综上所述，虽然从理论上而言，ROC曲线是设定Cut-off值的最佳方法，但是由于ELISA测定通常有较大的变异，其每次测定的Cut-off值都会有所差异，因此需要控制Cut-off值的批间变异，但在实际应用中有一定的局限性[3]。因此，综合抗HCV诊断试剂盒说明书上提供的Cut-off值(0.140)和经ROC曲线确定的两种系统的Cut-off值(0.448和 0.406)的诊断性能，将本实验室addcare ELISA 1100和TECAN+FAME酶免系统检测抗HCV的“灰区”分别设定为0.140～0.448和0.140～0.406。对于ELISA检测抗HCV中的“灰区”结果，最好采用较为敏感和特异的方法进行复检，以免误诊和漏诊。有条件的实验室可以用确认试验对结果进行确认。

[1]王晓艳，伊 瑶，陈斯勇，等.丙型肝炎病毒的病毒学检测方法[J].中华实验和临床病毒学杂志，2011，25(2):158-161.

[2]马文昭.丙型肝炎病毒抗体的检测及临床意义[J].中国现代医生，2008，46(13):159.

[3]康 炜，辛 娜，尤 涛，等.ROC曲线对ELISA法检测HBsAg阳性判断值的确定及应用评价[J].现代检验医学杂志，2010，25(6):49-50.

[4]李金明.临床酶免疫测定技术[M].北京:人民军医出版社，2005:104.

[5]凌月明，杜丕波，黄 伟，等.应用ROC曲线分析确定乙肝表面抗原 cut-off值[J].实用医技杂志，2006，13(14):2461-2462.
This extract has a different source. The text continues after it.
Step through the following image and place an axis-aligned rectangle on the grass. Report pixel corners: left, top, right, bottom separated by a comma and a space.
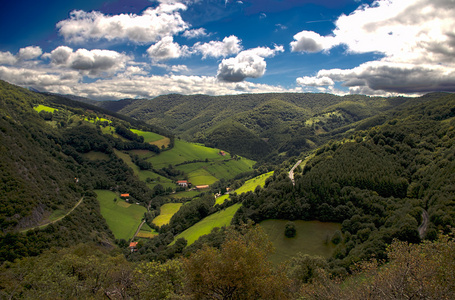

[6]Gall D，Nielsen K.Comparison of some methods for determining cut off values for serological assays:a retrospective study using the fluorescence polarization assay[J].J Immunoassay Immunochem，2001，22(2):85-98.

[7]伍建宁，刘志泉.采供血系统ELISA筛检丙型肝炎病毒抗体阳性判断值的设定及意义[J].检验医学，2007，22(3):365-366.

[8]Wang TY，Kuo HT，Chen LC，et al.Use of polymerase chain reaction for early detection and management ofhepatitisC virusinfection after needlestick injury [J].Ann Clin Lab Sci，2002，32(2):137-141.

[9]傅立强，桑列勇，蒋国瑾.ELISA试剂检测抗HCV反应性结果分析[J].检验医学，2012，27(7):588-591.

[10]谢 立，黄德庄，时洪波，等.用酶联免疫夹心法测定肝炎患者血清丙型肝炎抗原[J].中华检验医学杂志，2005，28(11):1159-1162.